Slab Square Hyme 5 is a very bold, narrow, medium contrast, upright, normal x-height font visually similar to 'Bolton' by Fenotype, 'Enamela' by K-Type, 'Evanston Tavern' by Kimmy Design, and 'MARLIN' by Komet & Flicker (names referenced only for comparison).
Keywords: headlines, posters, signage, packaging, sports branding, industrial, western, poster, rugged, authoritative, maximize impact, save space, evoke vintage, signal durability, support signage, condensed, blocky, bracketless, rectilinear, high-impact.
A compact, heavy slab-serif with condensed proportions and strongly rectilinear construction. Strokes are thick and even, with flat, square-ended serifs and terminals that create a crisp, stamped silhouette. Counters are relatively tight and often squared off, and curves (as in O/C/G) are restrained, reading more like rounded rectangles than circles. The overall rhythm is dense and vertical, with short extenders and a sturdy, uniform weight that holds together in all-caps and mixed-case settings.
Best suited for large-scale display work where impact and solidity are desired—posters, headline typography, labels, and wayfinding-style signage.
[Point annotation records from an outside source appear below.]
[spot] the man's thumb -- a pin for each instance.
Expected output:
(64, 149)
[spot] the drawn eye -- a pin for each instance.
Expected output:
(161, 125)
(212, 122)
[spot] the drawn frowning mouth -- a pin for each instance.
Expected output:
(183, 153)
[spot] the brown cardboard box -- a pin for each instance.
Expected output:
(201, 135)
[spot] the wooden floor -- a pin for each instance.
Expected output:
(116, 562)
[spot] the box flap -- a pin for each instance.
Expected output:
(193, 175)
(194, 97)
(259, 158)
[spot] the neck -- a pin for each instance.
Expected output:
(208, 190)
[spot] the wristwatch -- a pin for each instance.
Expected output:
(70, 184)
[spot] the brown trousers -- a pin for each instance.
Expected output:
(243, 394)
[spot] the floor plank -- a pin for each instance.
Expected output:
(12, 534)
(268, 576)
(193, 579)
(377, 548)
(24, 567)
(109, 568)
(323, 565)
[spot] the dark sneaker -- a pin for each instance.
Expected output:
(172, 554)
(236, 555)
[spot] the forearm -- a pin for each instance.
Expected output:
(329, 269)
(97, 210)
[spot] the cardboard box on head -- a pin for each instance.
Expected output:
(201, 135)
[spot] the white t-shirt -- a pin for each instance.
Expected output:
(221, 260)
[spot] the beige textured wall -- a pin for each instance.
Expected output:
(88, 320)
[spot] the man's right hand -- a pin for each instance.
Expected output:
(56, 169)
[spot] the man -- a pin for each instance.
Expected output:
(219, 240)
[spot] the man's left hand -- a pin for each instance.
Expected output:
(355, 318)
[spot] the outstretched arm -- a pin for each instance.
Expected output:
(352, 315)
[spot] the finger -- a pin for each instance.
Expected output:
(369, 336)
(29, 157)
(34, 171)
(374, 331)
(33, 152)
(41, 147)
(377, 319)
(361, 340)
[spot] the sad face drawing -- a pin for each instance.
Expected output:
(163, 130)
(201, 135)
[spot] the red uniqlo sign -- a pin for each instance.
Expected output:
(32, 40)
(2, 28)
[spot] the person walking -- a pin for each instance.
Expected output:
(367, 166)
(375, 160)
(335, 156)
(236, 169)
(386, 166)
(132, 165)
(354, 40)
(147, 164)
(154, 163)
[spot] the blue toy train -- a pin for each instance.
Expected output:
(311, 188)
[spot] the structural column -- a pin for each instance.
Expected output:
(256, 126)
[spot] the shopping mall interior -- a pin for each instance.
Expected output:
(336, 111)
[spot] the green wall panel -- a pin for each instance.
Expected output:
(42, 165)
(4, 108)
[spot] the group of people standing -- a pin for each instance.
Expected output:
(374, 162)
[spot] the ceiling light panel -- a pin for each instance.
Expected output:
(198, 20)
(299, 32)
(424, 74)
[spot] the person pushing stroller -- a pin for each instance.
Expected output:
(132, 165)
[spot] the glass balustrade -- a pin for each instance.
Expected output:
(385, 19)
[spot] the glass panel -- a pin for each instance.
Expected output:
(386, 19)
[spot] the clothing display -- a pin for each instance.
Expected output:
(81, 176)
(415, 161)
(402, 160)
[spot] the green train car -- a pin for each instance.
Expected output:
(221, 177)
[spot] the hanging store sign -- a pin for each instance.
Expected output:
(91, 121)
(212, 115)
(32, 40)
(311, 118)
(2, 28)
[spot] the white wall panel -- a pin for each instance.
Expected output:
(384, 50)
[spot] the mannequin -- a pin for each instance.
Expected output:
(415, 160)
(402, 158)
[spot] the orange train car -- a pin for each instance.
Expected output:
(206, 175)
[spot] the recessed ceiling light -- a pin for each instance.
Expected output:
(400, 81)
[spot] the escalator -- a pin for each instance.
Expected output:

It can also serve well in branding contexts that benefit from a tough, vintage-leaning voice (e.g., sports identities, tools/gear packaging, or event graphics), while longer text blocks may feel heavy due to the dense width and tight counters.
The face communicates a bold, workmanlike tone—part vintage display, part utilitarian signage. Its chunky slabs and compressed width suggest classic poster and headline typography with a touch of frontier/industrial character. The result feels assertive and practical rather than delicate or refined.
The design appears intended to deliver maximum presence in a condensed footprint, pairing heavy slabs with squared-off shaping for a robust, print-ready look. Its consistent weight and simplified detailing prioritize legibility and recognizability at display sizes, evoking traditional poster and sign-lettering conventions.
The numerals follow the same compact, block-first logic, with squared bowls and firm horizontal cuts that keep figures punchy at large sizes. Lowercase forms are simplified and sturdy, with minimal calligraphic modulation and a clear emphasis on geometry and weight, making the texture feel intentionally dense.